Archive for the ‘TuruAno Rea’ Category

Kampo Teomokole dilihat diatas Bukit

Kampo Teomokole dilihat dari Timur dengan latarbelakang Vumbu Inotu
Pemukiman yang berada di daerah berlereng dan daerah landai sudah pasti akan menciptakan panorama alam yang indah. Lingkungan yang masih alami tentu mencerminkan alam pedesaan yang asri. Seperti halnya kampung Teomokole salah satu daya tariknya adalah keberadaannya di apit bukit dan berada di lembah. Berada di kaki bukit puUmpoo Kuni dan kaki perbukitan Inotu.
Teomokole merupakan pusat dari pemerintahan Kabaena Barat saat masih dalam denominasi Buton. Dan kini sudah menjadi bagian dari kabupaten Bombana dan Teomokole menjadi pusat pemerintahan Kabaena Pusat. Hampir separuh penduduknya adalah pendatang yang bekerja diberbagai kantor pemerintahan dan guru, sedangkan yang lainnya bermata pencaharian sebagai petani. Lahan pertanian terdiri atas ladang, tanaman komoditas semacam jambu mente, coklat, kelapa dan cengkeh. Hasil pertanian antara lain padi, cabe, ketela, jagung, jahe, sayur-sayuran, dll. Sedangkan hutan rakyat kebanyakan berupa pohon bayam, cendana, meranti dan pohon-pohon besar seperti Beringin.
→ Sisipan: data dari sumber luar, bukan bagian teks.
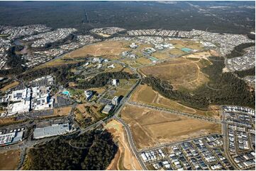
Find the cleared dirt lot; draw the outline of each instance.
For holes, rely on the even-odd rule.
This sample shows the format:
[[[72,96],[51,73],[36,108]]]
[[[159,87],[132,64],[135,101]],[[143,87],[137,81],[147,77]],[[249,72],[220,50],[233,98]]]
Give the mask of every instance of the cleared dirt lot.
[[[124,107],[121,117],[138,148],[221,132],[221,124],[131,105]]]
[[[111,120],[106,125],[106,129],[111,133],[113,139],[118,144],[118,151],[107,170],[141,170],[136,158],[130,149],[123,126],[116,120]]]
[[[207,116],[217,119],[220,119],[221,117],[219,111],[216,110],[216,107],[214,109],[210,107],[206,111],[193,109],[163,97],[158,92],[152,90],[152,87],[147,85],[140,85],[131,96],[130,100],[192,114]]]
[[[69,114],[72,110],[71,106],[63,107],[57,109],[54,109],[53,114],[55,115],[65,116]]]
[[[201,67],[202,64],[199,61],[179,58],[143,67],[140,71],[146,76],[152,75],[167,81],[177,89],[194,90],[208,81],[207,76],[200,71]]]
[[[1,88],[0,90],[1,91],[6,91],[12,88],[15,88],[16,86],[17,86],[18,85],[19,85],[20,83],[18,81],[13,81],[13,83],[4,86],[4,88]]]
[[[12,150],[0,153],[0,170],[16,170],[18,163],[20,151]]]
[[[94,56],[105,56],[113,59],[122,52],[129,49],[128,41],[104,41],[89,45],[86,45],[74,50],[65,56],[65,58],[78,58],[85,57],[87,54]]]

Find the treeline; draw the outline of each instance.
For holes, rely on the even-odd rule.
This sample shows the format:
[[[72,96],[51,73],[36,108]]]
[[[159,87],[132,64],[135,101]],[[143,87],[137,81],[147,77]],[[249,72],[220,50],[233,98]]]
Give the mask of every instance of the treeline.
[[[36,78],[53,74],[56,76],[56,82],[65,83],[69,74],[68,71],[71,69],[78,67],[85,64],[85,61],[80,61],[76,64],[69,64],[55,67],[45,67],[38,69],[32,69],[19,75],[18,78],[26,81],[32,81]]]
[[[117,152],[111,134],[94,130],[77,138],[61,136],[31,148],[24,170],[106,170]]]
[[[100,88],[106,85],[111,79],[132,79],[137,78],[135,74],[127,72],[106,72],[101,73],[90,80],[81,81],[76,86],[77,88],[87,89],[90,88]]]
[[[143,83],[150,85],[155,90],[169,99],[194,107],[206,109],[209,105],[240,105],[255,108],[255,91],[250,91],[246,83],[231,73],[223,73],[223,61],[213,61],[213,65],[202,69],[209,76],[209,82],[191,93],[175,90],[159,78],[147,77]],[[161,83],[162,82],[162,83]]]
[[[6,65],[11,69],[0,70],[1,76],[20,74],[26,69],[24,66],[26,60],[22,59],[21,55],[15,53],[16,48],[16,47],[11,47],[7,51]]]
[[[204,96],[211,104],[247,106],[255,108],[255,92],[250,91],[245,81],[232,73],[223,73],[223,61],[212,61],[213,65],[202,71],[209,76],[208,86],[201,86],[193,93]]]
[[[255,66],[244,71],[235,71],[235,73],[240,78],[243,78],[247,76],[255,76]]]
[[[207,99],[204,96],[191,95],[187,92],[182,92],[172,89],[168,83],[155,77],[145,77],[143,83],[146,83],[152,87],[153,90],[159,92],[162,95],[169,99],[179,101],[181,103],[194,108],[206,109],[209,105]]]
[[[248,43],[243,43],[240,44],[236,47],[235,47],[234,49],[232,50],[232,52],[226,55],[227,58],[234,58],[234,57],[238,57],[244,55],[246,52],[244,50],[244,49],[247,48],[249,47],[255,46],[255,42],[248,42]]]

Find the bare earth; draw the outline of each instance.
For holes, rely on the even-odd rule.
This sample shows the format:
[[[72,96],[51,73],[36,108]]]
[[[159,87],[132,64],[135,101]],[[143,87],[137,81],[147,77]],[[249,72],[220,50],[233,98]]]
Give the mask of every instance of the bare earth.
[[[130,98],[130,101],[161,107],[192,114],[202,115],[220,119],[219,110],[212,109],[204,111],[183,105],[177,102],[167,99],[147,85],[140,85]]]
[[[116,120],[111,120],[106,125],[106,128],[111,133],[114,141],[118,143],[118,151],[106,170],[141,170],[136,158],[130,150],[122,124]]]
[[[11,150],[0,153],[0,170],[16,170],[19,155],[19,150]]]
[[[130,126],[138,148],[221,131],[218,124],[131,105],[124,107],[121,117]]]
[[[143,67],[140,71],[146,76],[152,75],[169,82],[174,88],[195,90],[208,81],[206,74],[201,71],[201,62],[184,58],[155,66]]]

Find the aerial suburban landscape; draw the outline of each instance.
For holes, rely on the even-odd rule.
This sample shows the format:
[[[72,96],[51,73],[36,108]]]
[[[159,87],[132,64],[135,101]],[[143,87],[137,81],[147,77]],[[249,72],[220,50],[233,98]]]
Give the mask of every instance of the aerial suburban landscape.
[[[255,1],[1,1],[0,170],[255,170]]]

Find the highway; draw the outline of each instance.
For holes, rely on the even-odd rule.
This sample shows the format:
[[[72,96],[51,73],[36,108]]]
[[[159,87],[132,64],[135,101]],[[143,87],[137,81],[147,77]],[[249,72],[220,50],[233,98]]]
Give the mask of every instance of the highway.
[[[129,104],[130,105],[134,105],[134,106],[143,107],[149,108],[149,109],[153,109],[153,110],[160,110],[160,111],[169,112],[169,113],[172,113],[172,114],[184,115],[186,117],[191,117],[194,119],[201,119],[201,120],[206,121],[206,122],[216,122],[216,123],[220,123],[220,124],[221,123],[221,120],[219,120],[217,119],[208,117],[203,117],[203,116],[196,115],[196,114],[184,113],[184,112],[182,112],[179,111],[169,110],[169,109],[167,109],[167,108],[164,108],[164,107],[155,107],[155,106],[152,106],[152,105],[149,105],[138,103],[138,102],[127,102],[127,104]]]
[[[142,104],[142,103],[138,103],[138,102],[130,102],[129,100],[131,97],[131,95],[133,94],[133,93],[134,92],[134,90],[136,89],[136,88],[140,84],[141,81],[142,81],[142,76],[140,75],[140,73],[139,72],[138,72],[138,71],[136,69],[135,69],[133,67],[130,67],[130,66],[127,66],[126,64],[116,61],[116,62],[119,63],[120,64],[122,64],[123,66],[126,66],[127,67],[128,67],[129,69],[130,69],[134,73],[137,73],[137,75],[138,76],[138,81],[136,82],[136,83],[135,85],[133,85],[132,86],[132,88],[130,88],[130,91],[123,98],[123,99],[121,99],[121,102],[119,102],[119,104],[118,105],[116,106],[116,107],[113,109],[113,111],[112,112],[112,114],[108,116],[106,118],[104,118],[101,120],[98,121],[97,122],[87,126],[87,128],[82,129],[82,128],[79,128],[77,130],[76,130],[75,131],[73,131],[72,133],[67,134],[67,135],[70,135],[72,134],[76,134],[76,133],[79,133],[78,135],[81,135],[83,134],[84,133],[86,133],[87,131],[89,131],[90,130],[92,130],[95,128],[97,128],[99,126],[100,126],[101,125],[102,125],[104,123],[106,123],[108,121],[111,120],[111,119],[116,119],[118,122],[119,122],[124,127],[126,132],[126,135],[127,135],[127,138],[128,140],[128,143],[130,146],[130,148],[131,149],[131,151],[133,152],[133,153],[134,154],[134,155],[135,156],[135,158],[137,158],[141,168],[143,170],[148,170],[147,167],[145,166],[145,163],[143,162],[141,158],[140,157],[140,153],[141,152],[143,151],[150,151],[150,150],[155,150],[155,149],[157,149],[160,148],[162,148],[162,147],[165,147],[165,146],[170,146],[173,143],[177,143],[177,142],[175,143],[165,143],[165,144],[161,144],[160,146],[155,146],[153,148],[145,148],[145,149],[142,149],[138,151],[136,148],[135,143],[133,141],[133,134],[132,134],[132,131],[128,126],[128,124],[127,123],[126,123],[126,122],[124,122],[121,118],[120,118],[119,117],[119,113],[121,111],[121,110],[123,109],[123,107],[125,106],[125,105],[128,104],[128,105],[134,105],[134,106],[139,106],[139,107],[146,107],[146,108],[149,108],[149,109],[153,109],[153,110],[156,110],[158,111],[162,111],[162,112],[169,112],[171,114],[179,114],[179,115],[182,115],[182,116],[185,116],[185,117],[191,117],[194,119],[202,119],[204,121],[206,121],[206,122],[216,122],[216,123],[221,123],[223,124],[222,125],[222,128],[223,128],[223,137],[225,137],[226,138],[227,138],[226,136],[226,124],[225,122],[225,120],[220,120],[220,119],[216,119],[214,118],[211,118],[211,117],[204,117],[204,116],[199,116],[199,115],[195,115],[195,114],[188,114],[188,113],[184,113],[184,112],[179,112],[179,111],[176,111],[176,110],[169,110],[169,109],[167,109],[167,108],[164,108],[164,107],[155,107],[155,106],[152,106],[152,105],[146,105],[146,104]],[[103,95],[101,95],[100,98],[103,97]],[[99,99],[98,99],[99,100]],[[74,102],[74,104],[72,105],[72,111],[70,112],[70,113],[67,115],[67,119],[69,120],[69,122],[74,122],[74,108],[77,105],[76,102]],[[31,124],[35,124],[35,123],[33,123]],[[22,143],[17,143],[17,144],[13,144],[10,146],[9,147],[11,148],[11,149],[21,149],[21,154],[20,154],[20,163],[18,164],[18,169],[21,169],[23,161],[25,160],[25,156],[26,154],[26,148],[33,148],[34,146],[37,145],[37,144],[41,144],[41,143],[45,143],[51,140],[57,138],[59,136],[53,136],[53,137],[49,137],[49,138],[45,138],[43,139],[39,139],[39,140],[31,140],[31,136],[32,136],[32,134],[30,134],[28,137],[23,140],[23,141]],[[194,139],[195,138],[199,138],[199,137],[193,137],[191,138],[190,139]],[[186,139],[184,141],[179,141],[178,143],[182,143],[187,141],[189,141],[190,139]],[[224,143],[224,149],[225,152],[227,153],[227,150],[228,150],[226,146],[227,146],[227,141],[224,141],[223,142]],[[226,148],[225,148],[225,147]],[[0,148],[0,151],[6,151],[6,148],[4,147],[1,147]],[[9,148],[8,148],[9,149]],[[227,154],[228,154],[228,152],[227,153]],[[228,155],[227,155],[227,156],[229,156]],[[230,160],[230,156],[228,158],[228,160]],[[232,160],[231,160],[232,161]]]

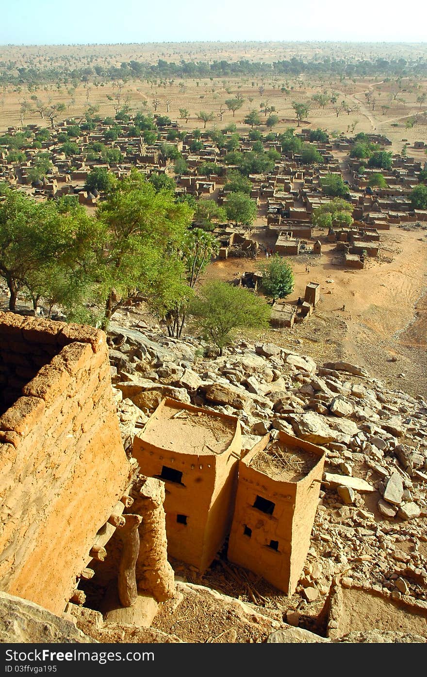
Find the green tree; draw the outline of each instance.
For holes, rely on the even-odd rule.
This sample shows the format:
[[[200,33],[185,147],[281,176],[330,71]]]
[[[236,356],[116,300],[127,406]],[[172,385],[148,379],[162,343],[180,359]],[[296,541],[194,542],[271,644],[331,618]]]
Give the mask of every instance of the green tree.
[[[313,101],[315,103],[318,104],[318,105],[320,106],[320,108],[323,108],[324,110],[325,108],[325,106],[328,105],[328,104],[329,103],[329,101],[330,101],[330,97],[328,96],[327,94],[324,94],[324,94],[314,94],[314,95],[311,97],[311,99],[313,100]],[[320,141],[320,139],[311,139],[310,141],[311,141],[311,140],[313,140],[313,141]]]
[[[189,171],[189,165],[186,160],[182,156],[177,158],[174,165],[174,171],[176,174],[185,174]]]
[[[368,167],[376,167],[377,169],[391,169],[393,154],[386,150],[379,150],[373,153],[368,161]]]
[[[153,172],[150,174],[149,181],[154,186],[156,193],[161,190],[168,190],[170,192],[175,192],[176,183],[172,176],[167,174],[159,174],[157,172]]]
[[[34,165],[28,169],[28,179],[32,183],[36,181],[40,181],[46,175],[49,169],[51,169],[53,165],[49,158],[36,156]]]
[[[104,133],[104,139],[105,141],[116,141],[120,133],[120,128],[118,126],[115,125],[110,129],[107,129],[107,131]]]
[[[366,143],[359,141],[354,144],[349,154],[351,158],[365,159],[366,158],[370,158],[374,148],[375,145],[374,144],[371,144],[369,141]]]
[[[294,135],[295,130],[292,127],[288,129],[279,134],[278,141],[282,144],[282,152],[299,153],[303,147],[303,142],[301,139]]]
[[[105,159],[110,164],[121,162],[123,160],[123,155],[119,148],[107,148],[105,150]]]
[[[295,111],[297,126],[301,127],[301,120],[308,115],[308,112],[310,110],[309,104],[299,104],[297,101],[293,101],[292,107]]]
[[[323,156],[320,154],[316,146],[303,144],[301,152],[301,158],[304,165],[313,165],[323,162]]]
[[[177,160],[181,157],[181,154],[177,146],[173,146],[172,144],[162,144],[161,150],[167,160]]]
[[[252,183],[239,171],[229,169],[226,178],[227,180],[224,186],[224,190],[230,191],[232,193],[246,193],[247,195],[250,195],[252,190]]]
[[[91,192],[96,188],[107,193],[113,190],[116,183],[116,177],[105,167],[94,167],[88,175],[84,188]]]
[[[311,222],[318,228],[330,228],[334,221],[343,225],[351,225],[353,209],[353,205],[347,200],[342,198],[334,198],[313,210]]]
[[[211,112],[207,113],[205,110],[201,110],[199,112],[196,113],[196,117],[198,120],[201,120],[203,123],[203,129],[206,129],[206,123],[211,123],[213,120],[215,120],[215,113]]]
[[[225,209],[214,200],[199,200],[196,203],[193,219],[205,230],[213,230],[216,223],[226,221]]]
[[[224,137],[224,139],[226,137]],[[227,152],[231,153],[233,150],[237,150],[240,146],[240,137],[238,134],[232,134],[232,135],[226,139],[225,147],[227,149]]]
[[[257,110],[249,110],[243,122],[245,125],[250,125],[251,129],[255,126],[257,127],[259,125],[262,125],[262,121],[259,117],[259,113]]]
[[[257,203],[246,193],[230,193],[224,202],[227,218],[236,225],[251,225],[257,214]]]
[[[239,108],[241,108],[242,106],[243,105],[243,100],[238,99],[236,97],[233,97],[231,99],[226,99],[225,104],[228,108],[228,110],[232,110],[233,117],[234,117],[236,111],[238,110]]]
[[[155,123],[158,127],[169,127],[172,124],[172,120],[167,115],[159,115],[155,118]]]
[[[384,179],[382,174],[380,174],[376,172],[374,174],[371,174],[369,179],[368,179],[368,185],[371,188],[387,188],[387,181]]]
[[[156,284],[154,303],[157,315],[166,323],[170,336],[179,338],[181,335],[193,288],[218,250],[216,238],[201,228],[192,228],[184,234],[178,251],[178,263],[172,262],[171,266],[168,261],[166,271],[172,279],[165,280],[165,274],[162,273]],[[180,271],[177,269],[179,264],[182,266]]]
[[[268,297],[284,299],[293,291],[295,278],[292,266],[285,259],[275,254],[268,263],[258,266],[262,273],[262,287]]]
[[[339,174],[326,174],[320,179],[320,185],[324,194],[333,198],[344,197],[349,192],[348,186]]]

Suguhan tarian Lumense saat acara pernikahan salahsatu warga Teomokole
Teomokole yang berada pada wilayah bentang alam yang dikelilingi oleh perbukitan yang berbentuk huruf – U ini berjarak 6 KM dari pelabuhan Sikeli. Inilah kampo turuAno rea mbue-mbunto dan juga turuAno reanto. Meskipun Teomokole dikategorikan ibu kecamatan tetapi masih kental akan adat budayanya. Jika ada acara pernikahan atau menyambut tamu dari luar Kabaena akan disuguhkan tarian Lumense. Tari Lumense merupakan tarian adat selain tarian Lulo.

Jembatan penghubung Teomokole dengan Rarontole [Astova]
Keunikan kampung Teomokole karena dibelah oleh sungai Lakambula hingga menjadi dua bagian yaitu bagian utara dan bagian selatan [Rarontole].
Walaupun jembatan penghubung Teomokole – Rarontole ini sangat sederhana dan tak bisa disamakan dengan jembatan Golden Gate yang ada di San Fransisco Amerika Serikat namun panorama cantik dan menakjubkan bisa juga anda lihat dari atas jembatan ini yang hanya setinggi 6 meter di atas permukaan sungai Lakambula. Cobalah anda menghabiskan waktu pada sore hari dengan duduk bobaeangkaru di atas jembatan, sambil memandangi beningnya aliran sungai Lakambula sambil menikmati segelas kopi hangat yang anda bawa dari rumah. Anda akan terkesan dengan udara dingin sore hari, terasa sempurnalah rehat anda. Dan jangan lewatkan kesempatan untuk mengabadikannya dalam photo 🙂

Sungai Lakambula dengan latarbelakang Jembatan Penyebrangan
Inilah Lakambula yang membelah kampung Teomokole dengan airnya yang nikmat dan menyegarkan jika diminum langsung. Sungai Lakambula membentang dari kaki gunung Sabampululu hingga Sikeli, membentang bonsa’o kampo Teomokole. Lakambula memiliki banyak lubuk sebagai tempat rekreasi warga setempat kala weekend. Lubuk ini disebut Lovi. Ada puluhan Lovi yang ada di Lakambula yang terkenal sejuk airnya dan jernih. Lakambula merupakan objek wisata pemandian alam dengan air yang sangat menyenangkan jika anda tumiu. Terdapat hamparan bebatuan hitam di kiri kanan dan pemandangan alam yang indah. Keindahan ini telah menimbulkan inspirasi bagi lahirnya sebuah lagu “Lakambula E’e Molino” yang menceritakan tentang kejernihan dan eksotismenya.
Teomokole dapat menjadi kota ‘kebudayaan” karena mempunyai kekayaan alam dan panoramanya yang eksotis, kekayaan flora dan fauna, tradisi seni budaya yang masih mengakar pada aslinya serta peninggalan budaya seperti mainan: tutumpena, kapiyaya, piyo-piyo maleka, mina-mina burana, mensede, dan lain-lain. Ini merupakan kenangan masa lalu yang tak mungkin terlupakan.
Dengan memanfaatkan potensi alam dan kekayaan hutan serta seni budaya yang beragam di Teomokole maka hal ini akan menjadi suatu daya tarik tersendiri bagi pembangunan Teomokole menjadi pusat budaya Kabaena.